Nintendo 64 Part 3: Building a Sample Program
More ramblings about Nintendo 64 homebrew. I’m trying to describe my process in detail, and editing it into a coherent narrative.
Game Jam Updates
The jam has started! These blog posts are being written and posted on a bit of a delay, so the jam has actually started almost a week ago.
The original announcement: YouTube: Nintendo 64’s First Game Jam ().
Theme reveal: N64brew Game Jam #1 - Theme Reveal Trailer (). The theme is size.
According to one of the folks on Discord, there are something like 32 solo and 12 teams participating in the jam. 44 total, nice! We’ll see how many people make it, come December, I’m sure you’ll be able to count the number of finished games on your fingers. (I’m not even sure you’ll need both hands. We’ll see.)
The prize pot is also over $1,000. I donated to the prize pot because I want people to see how exciting this game jam is. There are a couple people in chat who are a bit unhappy with the size of the prize pot…
The current way that things are handled with the Prize pot makes my blood boil so hard. […] I expect there to be lots of bickering when the jam’s over […]
That’s the issue. When there’s money involved, it becomes progressively less and less your choice what the real goals are, and my issue is that this prize pool is going to directly affect the enjoyment and fun of the Jam
My thoughts on the prize pool:
- Too late to change how prize money works.

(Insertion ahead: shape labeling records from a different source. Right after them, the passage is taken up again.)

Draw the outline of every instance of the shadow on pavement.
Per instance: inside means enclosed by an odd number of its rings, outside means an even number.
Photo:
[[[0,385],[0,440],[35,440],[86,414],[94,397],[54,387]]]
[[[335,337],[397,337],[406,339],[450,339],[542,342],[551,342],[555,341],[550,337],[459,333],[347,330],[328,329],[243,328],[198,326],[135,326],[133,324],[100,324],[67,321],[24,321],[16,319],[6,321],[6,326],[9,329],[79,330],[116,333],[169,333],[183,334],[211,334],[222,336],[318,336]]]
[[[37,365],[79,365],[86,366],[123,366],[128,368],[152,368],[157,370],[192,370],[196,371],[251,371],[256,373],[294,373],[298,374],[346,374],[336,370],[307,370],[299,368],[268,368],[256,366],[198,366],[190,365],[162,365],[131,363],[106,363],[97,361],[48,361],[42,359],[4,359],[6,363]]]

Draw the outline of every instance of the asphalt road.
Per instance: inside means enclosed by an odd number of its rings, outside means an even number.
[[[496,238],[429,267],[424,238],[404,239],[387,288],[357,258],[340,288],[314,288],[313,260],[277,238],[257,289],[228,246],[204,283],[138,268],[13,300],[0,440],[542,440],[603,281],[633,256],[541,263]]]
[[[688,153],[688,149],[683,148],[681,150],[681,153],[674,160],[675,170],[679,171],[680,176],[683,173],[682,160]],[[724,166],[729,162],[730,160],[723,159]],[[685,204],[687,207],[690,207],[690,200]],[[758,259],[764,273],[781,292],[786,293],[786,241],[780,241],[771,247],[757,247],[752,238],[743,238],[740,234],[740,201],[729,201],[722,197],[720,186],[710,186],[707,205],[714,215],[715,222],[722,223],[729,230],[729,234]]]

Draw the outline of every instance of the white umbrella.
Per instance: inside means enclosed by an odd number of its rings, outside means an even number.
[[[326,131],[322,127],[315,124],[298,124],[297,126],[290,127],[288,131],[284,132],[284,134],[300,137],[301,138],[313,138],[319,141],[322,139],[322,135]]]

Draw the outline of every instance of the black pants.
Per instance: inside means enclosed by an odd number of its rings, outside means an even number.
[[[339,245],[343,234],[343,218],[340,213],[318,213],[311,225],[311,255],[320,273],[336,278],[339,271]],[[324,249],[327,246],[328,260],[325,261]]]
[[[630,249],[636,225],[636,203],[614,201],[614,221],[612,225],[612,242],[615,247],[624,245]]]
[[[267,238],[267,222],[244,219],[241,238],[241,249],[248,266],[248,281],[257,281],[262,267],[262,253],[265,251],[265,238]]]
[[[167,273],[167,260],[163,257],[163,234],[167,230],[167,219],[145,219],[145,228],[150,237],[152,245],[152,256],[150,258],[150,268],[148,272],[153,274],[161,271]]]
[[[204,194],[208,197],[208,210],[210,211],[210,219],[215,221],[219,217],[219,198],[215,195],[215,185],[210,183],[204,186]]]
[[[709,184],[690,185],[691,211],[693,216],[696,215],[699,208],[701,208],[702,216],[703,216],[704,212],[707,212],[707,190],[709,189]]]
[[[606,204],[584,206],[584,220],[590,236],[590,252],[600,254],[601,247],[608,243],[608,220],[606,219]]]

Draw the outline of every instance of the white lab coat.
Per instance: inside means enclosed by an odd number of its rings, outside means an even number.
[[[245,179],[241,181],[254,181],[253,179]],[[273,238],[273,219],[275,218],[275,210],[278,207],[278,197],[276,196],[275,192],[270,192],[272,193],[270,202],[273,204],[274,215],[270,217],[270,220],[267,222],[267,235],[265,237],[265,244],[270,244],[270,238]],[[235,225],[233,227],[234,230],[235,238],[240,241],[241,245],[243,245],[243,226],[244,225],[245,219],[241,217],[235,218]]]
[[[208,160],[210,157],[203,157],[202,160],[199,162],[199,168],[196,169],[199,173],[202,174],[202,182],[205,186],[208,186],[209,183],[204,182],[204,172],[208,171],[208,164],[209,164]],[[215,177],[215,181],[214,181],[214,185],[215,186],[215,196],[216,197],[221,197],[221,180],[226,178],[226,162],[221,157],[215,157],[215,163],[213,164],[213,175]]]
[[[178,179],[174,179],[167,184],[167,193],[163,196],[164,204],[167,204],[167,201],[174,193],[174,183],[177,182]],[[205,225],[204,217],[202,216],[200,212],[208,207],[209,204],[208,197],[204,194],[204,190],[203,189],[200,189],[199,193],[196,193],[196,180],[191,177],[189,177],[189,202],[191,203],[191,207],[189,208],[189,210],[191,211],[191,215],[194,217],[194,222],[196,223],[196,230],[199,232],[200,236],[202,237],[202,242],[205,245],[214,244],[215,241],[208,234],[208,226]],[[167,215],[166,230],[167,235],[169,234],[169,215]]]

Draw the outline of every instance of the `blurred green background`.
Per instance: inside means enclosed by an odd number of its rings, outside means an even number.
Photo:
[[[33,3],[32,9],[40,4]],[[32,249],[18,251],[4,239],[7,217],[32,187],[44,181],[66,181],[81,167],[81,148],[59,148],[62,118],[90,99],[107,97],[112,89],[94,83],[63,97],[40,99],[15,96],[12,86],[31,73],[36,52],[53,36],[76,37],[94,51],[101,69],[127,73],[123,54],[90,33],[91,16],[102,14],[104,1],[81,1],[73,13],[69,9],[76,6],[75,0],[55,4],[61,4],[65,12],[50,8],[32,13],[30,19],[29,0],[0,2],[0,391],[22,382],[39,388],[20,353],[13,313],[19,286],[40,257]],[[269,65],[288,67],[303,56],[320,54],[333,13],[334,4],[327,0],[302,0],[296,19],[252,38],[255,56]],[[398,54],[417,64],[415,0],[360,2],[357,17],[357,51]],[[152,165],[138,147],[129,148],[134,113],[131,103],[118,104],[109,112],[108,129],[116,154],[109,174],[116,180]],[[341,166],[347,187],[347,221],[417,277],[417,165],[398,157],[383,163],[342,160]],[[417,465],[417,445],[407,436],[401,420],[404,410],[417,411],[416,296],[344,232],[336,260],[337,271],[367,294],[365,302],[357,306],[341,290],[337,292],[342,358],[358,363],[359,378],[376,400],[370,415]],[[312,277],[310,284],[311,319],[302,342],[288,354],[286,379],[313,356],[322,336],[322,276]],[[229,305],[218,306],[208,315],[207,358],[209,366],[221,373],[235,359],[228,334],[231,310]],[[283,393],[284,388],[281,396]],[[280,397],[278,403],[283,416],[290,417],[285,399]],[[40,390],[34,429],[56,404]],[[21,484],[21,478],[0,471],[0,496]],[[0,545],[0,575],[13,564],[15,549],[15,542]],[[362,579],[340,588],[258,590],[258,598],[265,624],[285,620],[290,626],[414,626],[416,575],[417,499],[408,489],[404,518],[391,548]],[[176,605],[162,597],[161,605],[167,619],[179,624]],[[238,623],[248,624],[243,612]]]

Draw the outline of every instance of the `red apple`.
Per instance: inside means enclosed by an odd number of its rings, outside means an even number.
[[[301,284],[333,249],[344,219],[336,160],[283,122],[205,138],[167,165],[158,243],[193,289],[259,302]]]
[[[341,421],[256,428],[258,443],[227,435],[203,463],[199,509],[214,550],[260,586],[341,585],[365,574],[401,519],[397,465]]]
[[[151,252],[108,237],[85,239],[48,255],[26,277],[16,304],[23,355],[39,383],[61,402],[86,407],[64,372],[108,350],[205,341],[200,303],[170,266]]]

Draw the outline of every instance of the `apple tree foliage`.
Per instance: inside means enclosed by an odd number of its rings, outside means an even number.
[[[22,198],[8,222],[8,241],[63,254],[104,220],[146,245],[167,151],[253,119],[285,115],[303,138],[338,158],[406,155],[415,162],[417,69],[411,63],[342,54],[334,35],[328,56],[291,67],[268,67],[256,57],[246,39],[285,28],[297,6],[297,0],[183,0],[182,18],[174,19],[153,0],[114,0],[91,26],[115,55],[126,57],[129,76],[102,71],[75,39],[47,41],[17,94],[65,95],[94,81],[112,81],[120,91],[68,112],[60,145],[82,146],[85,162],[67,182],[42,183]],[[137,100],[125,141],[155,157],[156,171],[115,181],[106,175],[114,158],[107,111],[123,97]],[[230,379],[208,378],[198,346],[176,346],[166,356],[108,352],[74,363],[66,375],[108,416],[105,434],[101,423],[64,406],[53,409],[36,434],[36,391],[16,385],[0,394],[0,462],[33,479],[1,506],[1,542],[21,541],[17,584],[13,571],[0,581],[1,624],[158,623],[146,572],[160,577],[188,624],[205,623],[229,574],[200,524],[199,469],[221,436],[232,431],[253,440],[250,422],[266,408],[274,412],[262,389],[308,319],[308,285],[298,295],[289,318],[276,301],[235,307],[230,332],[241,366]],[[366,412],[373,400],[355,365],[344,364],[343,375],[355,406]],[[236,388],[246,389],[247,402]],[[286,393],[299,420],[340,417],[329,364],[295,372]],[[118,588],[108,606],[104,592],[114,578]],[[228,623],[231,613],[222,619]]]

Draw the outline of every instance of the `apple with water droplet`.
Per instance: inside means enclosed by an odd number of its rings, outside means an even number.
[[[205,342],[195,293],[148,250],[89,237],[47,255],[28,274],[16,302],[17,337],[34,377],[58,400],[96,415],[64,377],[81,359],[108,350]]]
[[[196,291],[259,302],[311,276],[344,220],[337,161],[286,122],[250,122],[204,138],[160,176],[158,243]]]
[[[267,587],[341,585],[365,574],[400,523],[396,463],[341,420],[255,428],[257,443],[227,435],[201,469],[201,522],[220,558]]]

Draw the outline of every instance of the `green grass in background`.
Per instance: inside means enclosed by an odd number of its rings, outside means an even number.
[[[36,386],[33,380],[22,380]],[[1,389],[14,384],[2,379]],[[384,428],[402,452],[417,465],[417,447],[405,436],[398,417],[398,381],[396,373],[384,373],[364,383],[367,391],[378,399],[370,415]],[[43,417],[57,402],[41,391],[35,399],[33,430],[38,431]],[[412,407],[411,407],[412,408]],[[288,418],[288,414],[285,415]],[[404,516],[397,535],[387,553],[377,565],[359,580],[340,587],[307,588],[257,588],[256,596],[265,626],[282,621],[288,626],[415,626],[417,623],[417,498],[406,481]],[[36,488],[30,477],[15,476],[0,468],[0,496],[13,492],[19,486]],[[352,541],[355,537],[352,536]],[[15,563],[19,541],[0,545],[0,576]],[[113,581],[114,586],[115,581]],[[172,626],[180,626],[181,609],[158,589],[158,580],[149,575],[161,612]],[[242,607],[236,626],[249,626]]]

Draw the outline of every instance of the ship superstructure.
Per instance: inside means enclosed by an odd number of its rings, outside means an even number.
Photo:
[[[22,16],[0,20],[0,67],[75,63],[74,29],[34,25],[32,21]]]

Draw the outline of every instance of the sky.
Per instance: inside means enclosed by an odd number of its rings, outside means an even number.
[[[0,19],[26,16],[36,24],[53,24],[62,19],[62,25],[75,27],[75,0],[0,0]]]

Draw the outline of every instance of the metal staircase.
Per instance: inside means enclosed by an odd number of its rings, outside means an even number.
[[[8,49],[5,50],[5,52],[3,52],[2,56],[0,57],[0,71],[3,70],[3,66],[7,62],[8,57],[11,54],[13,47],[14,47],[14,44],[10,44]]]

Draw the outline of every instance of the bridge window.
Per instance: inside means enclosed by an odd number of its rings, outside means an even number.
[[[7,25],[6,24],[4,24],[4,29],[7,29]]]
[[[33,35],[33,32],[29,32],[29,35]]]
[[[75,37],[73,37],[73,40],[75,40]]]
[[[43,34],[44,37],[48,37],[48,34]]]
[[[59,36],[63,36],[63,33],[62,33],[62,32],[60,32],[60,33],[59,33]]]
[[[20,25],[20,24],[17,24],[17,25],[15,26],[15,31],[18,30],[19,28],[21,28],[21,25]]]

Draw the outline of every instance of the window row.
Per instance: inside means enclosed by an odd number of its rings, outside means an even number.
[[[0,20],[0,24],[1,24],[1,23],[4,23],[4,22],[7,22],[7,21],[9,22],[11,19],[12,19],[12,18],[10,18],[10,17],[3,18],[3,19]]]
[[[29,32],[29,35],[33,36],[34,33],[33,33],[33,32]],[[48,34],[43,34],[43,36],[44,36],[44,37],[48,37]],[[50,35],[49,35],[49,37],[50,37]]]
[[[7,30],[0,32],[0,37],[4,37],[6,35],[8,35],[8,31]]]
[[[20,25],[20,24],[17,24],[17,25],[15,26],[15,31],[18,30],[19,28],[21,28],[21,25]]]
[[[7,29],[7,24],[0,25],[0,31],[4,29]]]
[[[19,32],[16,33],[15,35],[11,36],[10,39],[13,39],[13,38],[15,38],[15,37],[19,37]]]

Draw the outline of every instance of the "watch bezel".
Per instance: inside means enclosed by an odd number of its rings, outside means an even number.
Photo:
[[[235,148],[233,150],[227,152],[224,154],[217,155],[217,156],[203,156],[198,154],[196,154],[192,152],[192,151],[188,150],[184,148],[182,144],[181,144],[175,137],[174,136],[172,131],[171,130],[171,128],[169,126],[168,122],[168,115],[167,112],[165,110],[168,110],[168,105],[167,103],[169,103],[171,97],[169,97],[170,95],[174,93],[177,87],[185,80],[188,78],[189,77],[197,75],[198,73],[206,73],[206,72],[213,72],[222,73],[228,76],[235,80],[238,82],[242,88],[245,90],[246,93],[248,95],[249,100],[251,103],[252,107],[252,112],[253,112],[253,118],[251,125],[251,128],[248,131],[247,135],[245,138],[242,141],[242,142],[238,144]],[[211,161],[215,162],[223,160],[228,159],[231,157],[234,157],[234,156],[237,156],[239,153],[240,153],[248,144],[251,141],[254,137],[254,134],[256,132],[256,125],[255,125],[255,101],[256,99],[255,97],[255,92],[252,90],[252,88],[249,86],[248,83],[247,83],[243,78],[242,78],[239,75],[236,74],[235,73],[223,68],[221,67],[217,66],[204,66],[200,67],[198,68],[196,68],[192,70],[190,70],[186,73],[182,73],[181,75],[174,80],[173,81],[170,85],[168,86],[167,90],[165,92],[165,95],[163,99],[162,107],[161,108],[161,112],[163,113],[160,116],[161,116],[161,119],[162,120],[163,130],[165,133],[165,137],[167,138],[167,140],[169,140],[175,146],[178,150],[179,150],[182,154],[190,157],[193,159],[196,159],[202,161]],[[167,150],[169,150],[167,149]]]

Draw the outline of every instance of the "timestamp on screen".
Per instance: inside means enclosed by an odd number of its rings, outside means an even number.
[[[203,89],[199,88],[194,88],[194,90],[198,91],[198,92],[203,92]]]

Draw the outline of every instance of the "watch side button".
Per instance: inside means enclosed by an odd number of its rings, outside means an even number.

- In the future, the prizes could go to charity. The money isn’t enough to pay for development time anyway (not by a long shot), and having the prizes go to charity would likely make people feel better about the jam.
- The prize money won’t make much of a difference in my life, but that’s not true for everyone.
Enough about the jam. Time to develop!
Getting an SDK
There appear to be a few different SDKs and libraries.
- LibUltra, Nintendo’s official (proprietary) SDK. People call this LibUltra even though it was historically just “the SDK”. Available for Windows and SGI IRIX.
- Libdragon, an open-source library for Nintendo 64.
- Pseultra, a collection of Nintendo 64 development tools, including a library called libpseultra.
- Libn64, an open-source library for Nintendo 64.
- LibreUltra, a matching decompilation of Nintendo’s LibUltra.
From comments in chat, it sounds like the open-source versions are not completely ready for making 3D games, although the’ll work well enough for 2D. I’ll start with the LibUltra SDK and explore other options later.
I’m using Linux, so I’ll start by trying the SGI IRIX toolchain. (This was the wrong choice! But I’ll learn about that later.) At the very least, it’s more likely that the tools will be distributed in a more familiar format (ideally, a tar file). I found the following items as CD-ROM images:
- Developer Documents
- Developer OS/Library (IRIX or Windows 95)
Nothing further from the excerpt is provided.